Vaccination with T cell receptor peptides is another way to induce an anti-idiotypic T cell response by immunisation with T cell receptor peptides derived from the Vβ5.2 gene product, the myelin basic protein T cell receptor sequence.112 The success rate in multiple sclerosis patients varied among patient’s vaccine response. In a double blind trial only six of 15 patients with multiple sclerosis were determined as responders to Vβ5.2–28–58 peptide or the 49-tyrosine-threonine substituted peptide. Clinical improvement or stability was observed in all responders. The T cell frequency to myelin basic protein was decreased or stable in four and two patients respectively indicating a good correlation between vaccine response and clinical outcome.113 In an uncontrolled study, decrease of activated T cells was observed in RA patients who were vaccinated with different doses T cell receptor Vβ17 peptides.114Concomitantly, a decrease of lymphocyte proliferation was observed in about 40 per cent of the patients. Finally, the mean painful joint score has been improved significantly. The association between vaccination response, reduction of lymphocyte proliferation and clinical benefit in T cell (peptide) vaccination suggests a very promising step forward to treatment of autoimmune diseases such as multiple sclerosis and RA, notwithstanding the number of responding patients, which is below 50 per cent. Intensifying of the research in this field is definitely worthwhile because of its curing character.
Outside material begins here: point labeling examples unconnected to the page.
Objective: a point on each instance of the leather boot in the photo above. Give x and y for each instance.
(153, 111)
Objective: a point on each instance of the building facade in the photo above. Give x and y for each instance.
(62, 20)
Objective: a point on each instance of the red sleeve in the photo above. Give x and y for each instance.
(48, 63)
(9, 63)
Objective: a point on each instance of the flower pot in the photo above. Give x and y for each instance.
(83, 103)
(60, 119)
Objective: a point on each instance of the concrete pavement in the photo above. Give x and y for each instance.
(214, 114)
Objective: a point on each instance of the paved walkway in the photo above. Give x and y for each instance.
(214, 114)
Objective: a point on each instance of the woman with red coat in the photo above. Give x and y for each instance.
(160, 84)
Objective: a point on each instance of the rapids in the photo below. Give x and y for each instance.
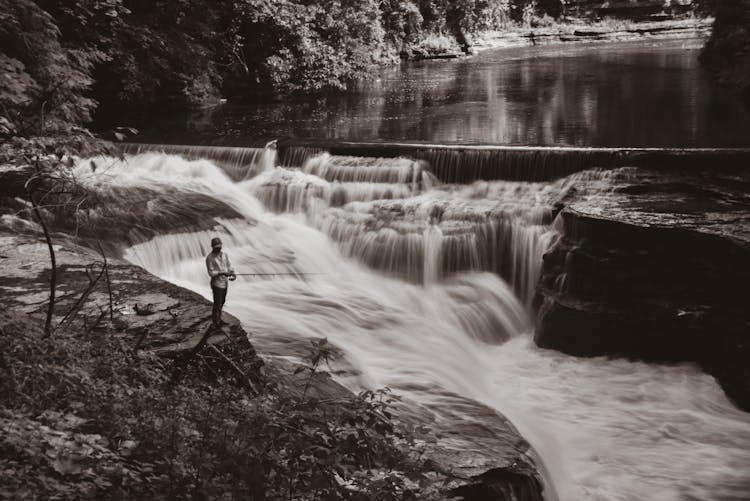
(427, 288)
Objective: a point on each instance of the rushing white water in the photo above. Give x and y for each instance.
(404, 296)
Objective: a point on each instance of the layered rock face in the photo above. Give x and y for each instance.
(727, 52)
(629, 9)
(655, 269)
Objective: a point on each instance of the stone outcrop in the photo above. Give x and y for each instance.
(630, 9)
(483, 457)
(656, 269)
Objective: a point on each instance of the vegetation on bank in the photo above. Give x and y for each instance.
(727, 52)
(84, 417)
(64, 62)
(87, 415)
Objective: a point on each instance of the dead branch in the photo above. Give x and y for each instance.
(243, 378)
(53, 263)
(109, 284)
(81, 300)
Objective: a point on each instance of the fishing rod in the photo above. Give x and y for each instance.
(271, 274)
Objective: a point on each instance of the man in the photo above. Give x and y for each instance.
(220, 269)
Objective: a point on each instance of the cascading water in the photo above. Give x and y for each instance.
(410, 291)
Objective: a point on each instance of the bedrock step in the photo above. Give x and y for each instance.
(660, 292)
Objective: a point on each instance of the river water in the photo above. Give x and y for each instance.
(426, 288)
(634, 94)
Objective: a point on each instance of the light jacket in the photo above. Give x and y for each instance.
(217, 264)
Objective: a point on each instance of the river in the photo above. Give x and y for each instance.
(634, 94)
(427, 287)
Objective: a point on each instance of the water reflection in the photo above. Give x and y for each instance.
(626, 94)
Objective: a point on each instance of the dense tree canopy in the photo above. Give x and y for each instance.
(62, 60)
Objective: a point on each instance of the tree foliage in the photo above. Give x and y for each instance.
(60, 59)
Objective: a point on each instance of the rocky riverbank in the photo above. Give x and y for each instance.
(151, 329)
(603, 31)
(654, 269)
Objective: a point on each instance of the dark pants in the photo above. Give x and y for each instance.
(220, 296)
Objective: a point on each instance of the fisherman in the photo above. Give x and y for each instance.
(220, 269)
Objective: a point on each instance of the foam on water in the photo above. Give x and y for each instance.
(606, 429)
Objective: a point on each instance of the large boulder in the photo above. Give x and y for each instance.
(656, 270)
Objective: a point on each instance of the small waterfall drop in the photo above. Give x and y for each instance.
(427, 292)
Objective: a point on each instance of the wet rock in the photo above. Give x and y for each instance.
(656, 271)
(158, 317)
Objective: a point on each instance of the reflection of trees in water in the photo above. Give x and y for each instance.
(621, 97)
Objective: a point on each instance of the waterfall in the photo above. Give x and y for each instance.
(426, 292)
(239, 163)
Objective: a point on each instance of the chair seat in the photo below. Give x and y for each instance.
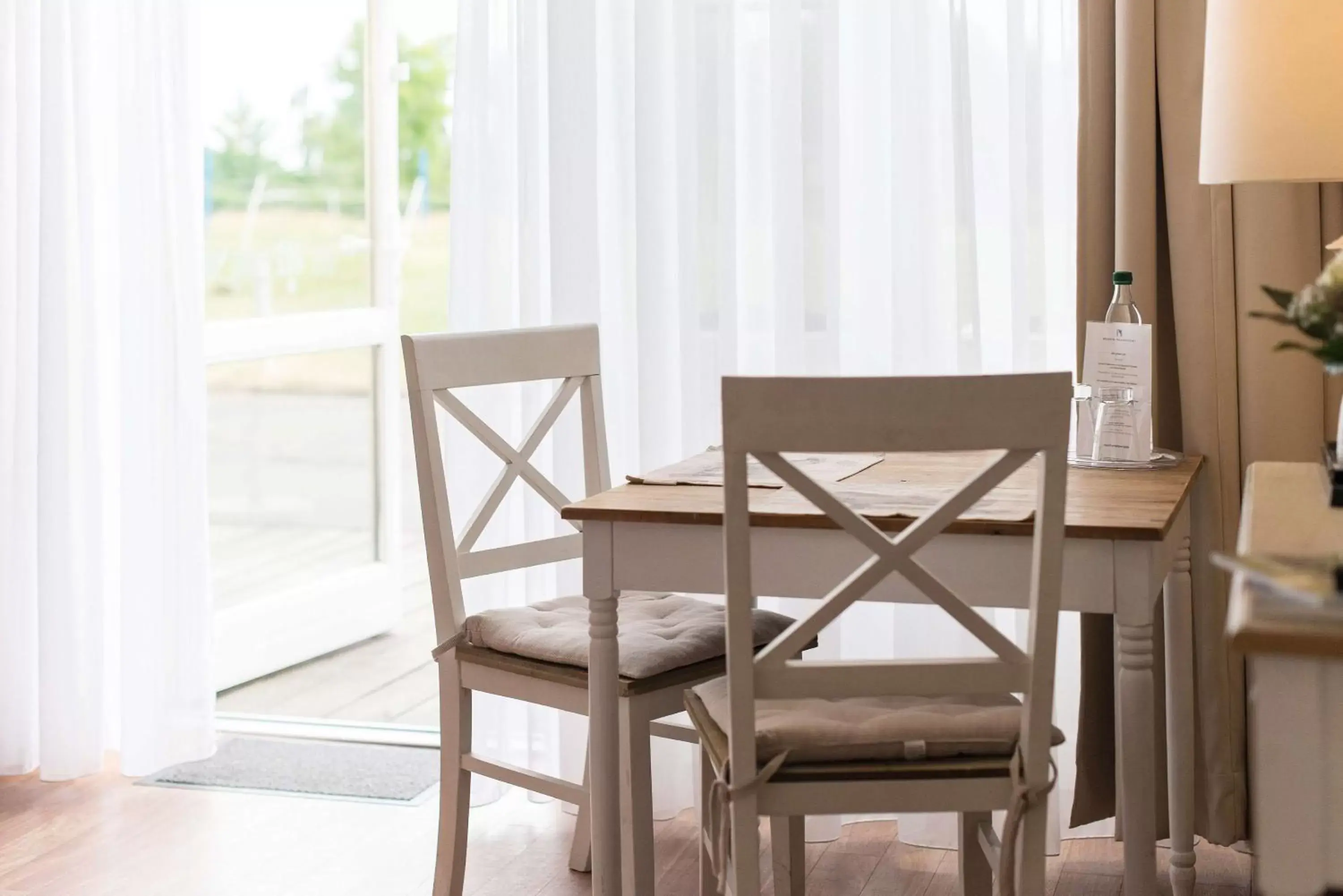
(887, 731)
(659, 632)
The oral component is a main symptom in SS.115However, the pathogenesis is not understood yet, and more research is needed to develop effective systemic treatments, both curative and symptomatic. The treatment to relieve dryness related symptoms is mainly based on stimulation of the residual secretory capacity of the affected salivary glands and, if this is no longer successful, replacement of natural saliva with a saliva substitute. Worthwhile saliva substitutes contain a thickening agent to provide longer retention on the oral mucosa and biologically active compounds for the prevention of dental decay and (fungal) opportunistic infections. Such additions may support the optimal oral care that is a sine qua non. New prospects are incorporation of antimicrobial compounds in saliva substitutes and mouth gels, and the ongoing research in gene therapy by integration of water channels into the ductal cells of the salivary glands to increase the secretory potency of these glands. Immunomodulation using vaccination with attenuated T cells or T cell receptor epitopes has not been proved successful in a 100% of the patients with multiple sclerosis or RA tested but it will be the new challenge for treating autoimmune diseases.